En route avec Balaam !

Les bagages sont faits, le voyage peut commencer. Ensemble, partons ! Prenons des vacances, faisons le vide !

Prenons du recul, de la distance de nos préoccupations et nos soucis quotidiens, non pas pour les oublier, mais pour les voir autrement, de plus loin, d'une manière nouvelle peut-être.

En route avec Balaam !

Balaam est un personnage ambigu, étrange, différent de tous les autres personnages bibliques que nous connaissons peut-être. Balaam si je puis dire, est un "païen croyant", un homme de Dieu malgré lui. Balaam est un devin; un magicien, prêtre-voyant, prophète, mésopotamien ou arabe, favorable ou opposé à Israël, on ne le sait pas trop bien. Mais une chose est sûre: il possède des dons spirituels considérables, un grand charisme.

Balaam ressemble un peu à l'homme moderne, à tous ceux de nous qui naviguent, louvoient, entre les sciences et les religions, entre les opinions, croyances, idéologies, spiritualités et convictions les plus diverses, sans savoir se situer clairement.

"Balaam n'est ni pour... ni contre", ni pour l'un, ni pour l'autre, ni pour Moab, ni pour Israël, ni contre l'un, ni contre l'autre, non plus.

Alors, se passe ce qui se passe facilement en telle situation, quand quelqu'un n'est pas assez déterminé et clairvoyant : l'économique, les intérêts financiers, l'emporte. Balaam se fait acheter. En tant que devin, il est chargé par le roi de Moab, Balaq, de maudire Israël. C'est là, pour lui, la raison principale de son voyage, un voyage professionnel, dirions-nous aujourd'hui.

Alors, nous voilà en route avec Balaam... Tout a été bien préparé, on est bien parti. Mais arrive ce qui nous arrive souvent en voyage.

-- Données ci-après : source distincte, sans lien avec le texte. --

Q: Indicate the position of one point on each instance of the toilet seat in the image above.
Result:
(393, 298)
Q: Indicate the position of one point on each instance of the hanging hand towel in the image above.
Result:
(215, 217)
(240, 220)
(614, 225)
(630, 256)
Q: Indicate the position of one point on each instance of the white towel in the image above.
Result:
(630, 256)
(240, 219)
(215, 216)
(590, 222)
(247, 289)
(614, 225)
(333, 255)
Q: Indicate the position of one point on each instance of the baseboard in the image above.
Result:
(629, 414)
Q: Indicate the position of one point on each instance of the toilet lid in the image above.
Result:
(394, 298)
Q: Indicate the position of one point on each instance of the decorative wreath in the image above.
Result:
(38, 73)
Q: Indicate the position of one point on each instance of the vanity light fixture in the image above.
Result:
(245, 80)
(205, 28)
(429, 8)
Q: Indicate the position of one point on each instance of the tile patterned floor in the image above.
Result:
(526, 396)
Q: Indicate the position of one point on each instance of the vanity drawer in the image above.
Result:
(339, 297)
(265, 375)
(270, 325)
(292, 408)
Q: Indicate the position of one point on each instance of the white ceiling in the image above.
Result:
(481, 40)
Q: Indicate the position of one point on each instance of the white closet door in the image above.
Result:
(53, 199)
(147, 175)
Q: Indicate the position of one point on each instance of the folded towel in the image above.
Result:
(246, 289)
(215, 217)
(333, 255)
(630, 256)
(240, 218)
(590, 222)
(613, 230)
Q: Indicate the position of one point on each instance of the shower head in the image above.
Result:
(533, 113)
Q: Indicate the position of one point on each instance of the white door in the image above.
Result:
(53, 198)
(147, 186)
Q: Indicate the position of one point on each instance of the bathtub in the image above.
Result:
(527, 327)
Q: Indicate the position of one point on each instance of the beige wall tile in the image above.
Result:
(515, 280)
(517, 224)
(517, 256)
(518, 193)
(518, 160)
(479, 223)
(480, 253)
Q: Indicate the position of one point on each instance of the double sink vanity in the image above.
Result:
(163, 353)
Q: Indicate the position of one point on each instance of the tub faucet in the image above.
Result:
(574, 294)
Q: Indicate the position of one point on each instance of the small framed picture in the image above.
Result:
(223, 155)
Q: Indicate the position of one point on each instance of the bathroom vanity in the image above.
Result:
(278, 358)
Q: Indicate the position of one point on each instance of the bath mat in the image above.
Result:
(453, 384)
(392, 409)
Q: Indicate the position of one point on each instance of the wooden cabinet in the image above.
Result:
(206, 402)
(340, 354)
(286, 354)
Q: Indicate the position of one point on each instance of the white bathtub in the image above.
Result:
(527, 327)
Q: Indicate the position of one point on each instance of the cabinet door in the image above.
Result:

Il y a des surprises, les choses ne vont pas toutes comme prévu: le véhicule fait défaillance, l'ânesse s'obstine,

"quitte le chemin"
"passe par les champs"
"serre Balaam contre un mur" et, enfin,
"s'affaisse sous lui".

On est bien parti et puis... un bouchon sur la route, une panne d'essence, un pneu qui crève, les enfants qui "bringuent" :"On arrive quand ?" Une grève des cheminots, l'oubli d'un passeport, ou des choses plus graves, une maladie, une catastrophe, une guerre... des détours, des déviations, du retard... Des obstacles mineurs, des obstacles majeurs !

La route est barrée, les coéquipiers traînent, et on ne comprend pas pourquoi, on n'y voit pas de raison.

Et s'il y avait une signification cachée, plus profonde, quelque chose derrière ce qui est apparent ?

Le trajet de la vie n'est jamais tout droit. Mes projets ne passent pas toujours. Il y a des obstacles, il y a de l'opposition, il y en a qui n'avancent pas comme moi, qui freinent ou qui voudraient accélérer ou qui proposent un autre chemin.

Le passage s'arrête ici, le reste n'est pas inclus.